Well, while I was at the United match I saw that the host did get back to me, and did so the night before. I was worried sick that she was going to chew me out for "hounding" her or some shit like that. But she didn't -- she just wanted to set up a time for me to canvas her place and she wanted a head count. That's all. So I gave her both.

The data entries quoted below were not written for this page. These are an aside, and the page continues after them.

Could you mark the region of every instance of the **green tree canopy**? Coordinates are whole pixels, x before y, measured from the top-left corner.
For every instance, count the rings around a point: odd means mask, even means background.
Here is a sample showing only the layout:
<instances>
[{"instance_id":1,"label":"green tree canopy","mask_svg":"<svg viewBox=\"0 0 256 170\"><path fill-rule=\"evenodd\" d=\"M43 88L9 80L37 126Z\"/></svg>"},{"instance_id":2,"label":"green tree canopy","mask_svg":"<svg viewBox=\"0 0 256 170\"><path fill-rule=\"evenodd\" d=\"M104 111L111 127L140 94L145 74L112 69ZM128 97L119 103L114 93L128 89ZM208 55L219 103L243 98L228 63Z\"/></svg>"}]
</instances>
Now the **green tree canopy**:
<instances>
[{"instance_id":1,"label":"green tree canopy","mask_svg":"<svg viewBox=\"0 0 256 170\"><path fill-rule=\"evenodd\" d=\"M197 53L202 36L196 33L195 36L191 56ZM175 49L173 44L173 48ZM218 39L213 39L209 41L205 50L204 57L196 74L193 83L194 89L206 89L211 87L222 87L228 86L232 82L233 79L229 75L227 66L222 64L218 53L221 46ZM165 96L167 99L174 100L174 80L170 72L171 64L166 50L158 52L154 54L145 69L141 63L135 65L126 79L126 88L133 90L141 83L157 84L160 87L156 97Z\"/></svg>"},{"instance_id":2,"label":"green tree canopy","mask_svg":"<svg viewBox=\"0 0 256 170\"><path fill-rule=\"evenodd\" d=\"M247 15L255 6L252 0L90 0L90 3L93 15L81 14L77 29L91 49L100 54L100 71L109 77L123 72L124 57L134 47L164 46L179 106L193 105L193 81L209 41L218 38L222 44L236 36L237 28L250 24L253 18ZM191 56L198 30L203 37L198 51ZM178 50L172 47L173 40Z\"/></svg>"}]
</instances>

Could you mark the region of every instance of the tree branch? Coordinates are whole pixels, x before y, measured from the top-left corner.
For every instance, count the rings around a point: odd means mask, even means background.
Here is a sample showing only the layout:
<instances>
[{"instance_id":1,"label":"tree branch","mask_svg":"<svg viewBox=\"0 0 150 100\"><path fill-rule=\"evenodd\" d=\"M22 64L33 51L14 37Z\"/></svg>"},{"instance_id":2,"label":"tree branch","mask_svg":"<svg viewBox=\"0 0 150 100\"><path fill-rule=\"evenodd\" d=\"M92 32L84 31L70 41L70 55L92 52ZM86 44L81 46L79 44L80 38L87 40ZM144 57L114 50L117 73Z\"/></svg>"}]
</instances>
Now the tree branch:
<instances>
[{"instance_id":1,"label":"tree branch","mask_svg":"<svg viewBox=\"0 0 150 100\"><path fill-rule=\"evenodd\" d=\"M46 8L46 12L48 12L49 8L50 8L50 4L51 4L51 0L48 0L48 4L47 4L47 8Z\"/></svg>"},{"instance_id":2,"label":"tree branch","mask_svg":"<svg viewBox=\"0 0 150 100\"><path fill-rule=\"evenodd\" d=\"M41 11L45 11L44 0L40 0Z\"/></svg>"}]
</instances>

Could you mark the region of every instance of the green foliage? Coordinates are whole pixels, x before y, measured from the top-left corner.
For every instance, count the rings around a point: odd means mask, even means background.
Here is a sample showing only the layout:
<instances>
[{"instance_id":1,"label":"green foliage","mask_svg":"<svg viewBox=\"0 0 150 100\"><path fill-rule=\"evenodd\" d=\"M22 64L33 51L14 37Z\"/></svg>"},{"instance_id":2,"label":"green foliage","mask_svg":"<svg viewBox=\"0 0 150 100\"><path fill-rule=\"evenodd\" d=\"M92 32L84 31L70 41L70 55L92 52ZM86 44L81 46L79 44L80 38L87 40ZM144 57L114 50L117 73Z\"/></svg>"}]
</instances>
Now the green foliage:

That was late Wednesday night. As of press time, I haven't heard back. And you know what? I'm not worried. Uh, not really. Hey, in my e-mail I said that if she needs anything important -- you know, food, drinks, tables, stuff like that -- let me know. I will assume that since she did not frantically e-mail me back -- "I THOUGHT YOU WERE GOING TO GET ALL THAT STUFF!!!" -- she has taken care of all of that.
Right?
I still need to visit her because, as President, I need to know where the hell I'm going. But I have to tell you that the pounding heart and aching chest I felt the first part of this week is completely gone, even though all our ducks aren't in a row yet. Why? Because my initial ennui over the host not communicating back to me is gone. Yep, with one terse message, all my anxiety evaporated. Doesn't matter that maybe I should have some anxiety precisely because all our ducks aren't in a row yet. Besides, I've done all I could!
If I don't hear from her, I'll text her lunchtime today. I kind of need to make sure I see her house before the event begins or I'll go back to freaking the fuck out.